Latest Research on the 2008 Election

At Patchwork Nation, Jim Gimpel analyzes a 2008 survey asking whether government policy should favor jobs or the environment.  
The "jobs" side often wins:Jobs were most heavily favored in locations where lower incomes prevail: “Evangelical Epicenters,” where the divide was 42 percent for jobs and 25 percent for the environment; “Service Worker Centers,” where jobs were favored by a 40 to 30 percent margin; and “Minority Central,” where it was 39 to 30 percent. (In all cases, the balance of respondents favored an equal emphasis.) These figures may not mean that environmental politics is a luxury of the rich, but it does suggest that the economically vulnerable are worried about how they’d fare in the labor market in the event that a government action shuts down a mine or factory.

In Policy Review couple of months ago, David Brady, Douglas Rivers and Laurel Harbridge wrote: 
Very few Republicans actually become Democrats.
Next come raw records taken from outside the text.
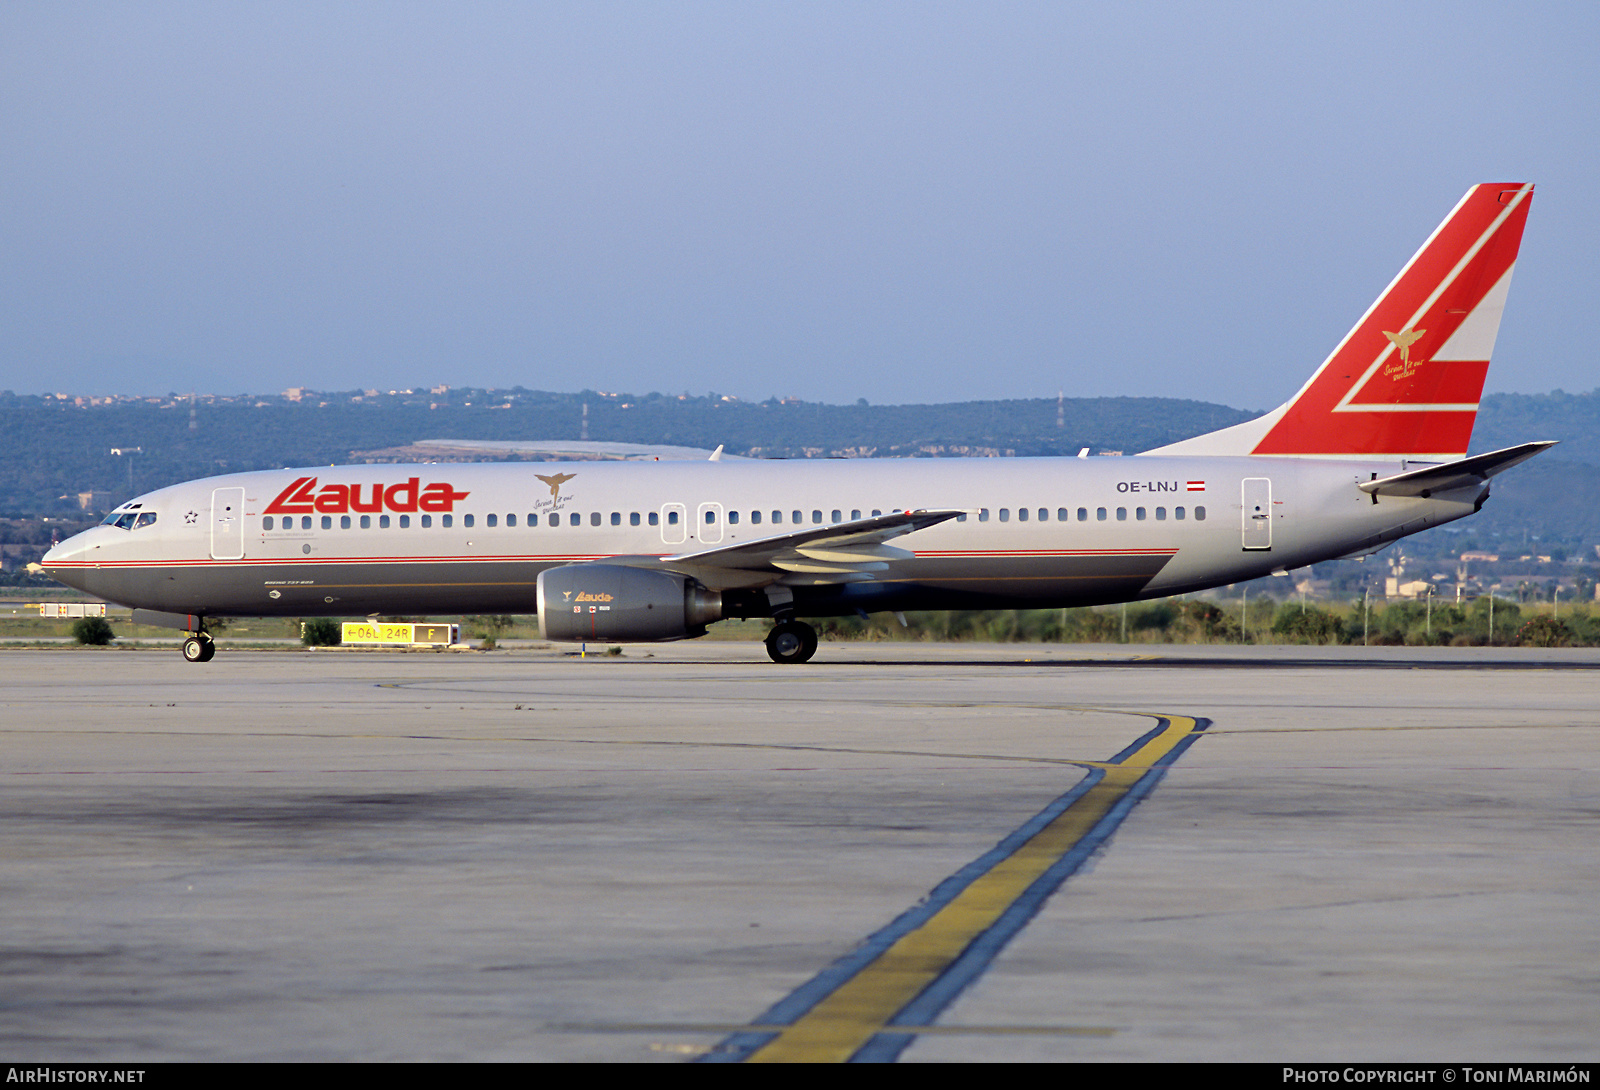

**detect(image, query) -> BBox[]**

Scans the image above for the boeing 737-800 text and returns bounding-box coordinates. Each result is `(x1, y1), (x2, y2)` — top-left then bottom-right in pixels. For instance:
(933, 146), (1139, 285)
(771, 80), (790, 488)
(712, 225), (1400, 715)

(43, 183), (1551, 663)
Only 1.2 percent of the strong Republicans and 8.0 percent of the weak Republicans from 2004 say they are Democrats or lean Democratic in 2008. Instead, the decline of Republican strength occurs when strong Republicans become weak Republicans, weak Republicans become independents, and independents lean more Democratic or even becoming Democrats. These voters are not necessarily permanently lost to the Republican Party, but this has the look of an emerging party-realignment, with the Republican base shrunken substantially.

More recently, a Pew analysis found:  
But these Republican losses have not translated into substantial Democratic gains. So far in 2009, 35% of adults nationwide identify as Democrats, about the same as in 2008 (36%). While GOP identification has fallen seven points since 2004, the Democrats have gained only two points over that period. Instead, a growing number of Americans describe themselves as independents, 36% in 2009 compared with just 32% in 2008 and 30% in 2004.

And a new Pew survey hold a glimmer of good news for social conservatives: 
Public attitudes on a pair of contentious national issues - gun control and abortion - have moved in a more conservative direction over the past year. In both cases, the changes have been driven in part by relatively large shifts among men, while opinions among women have not changed very much.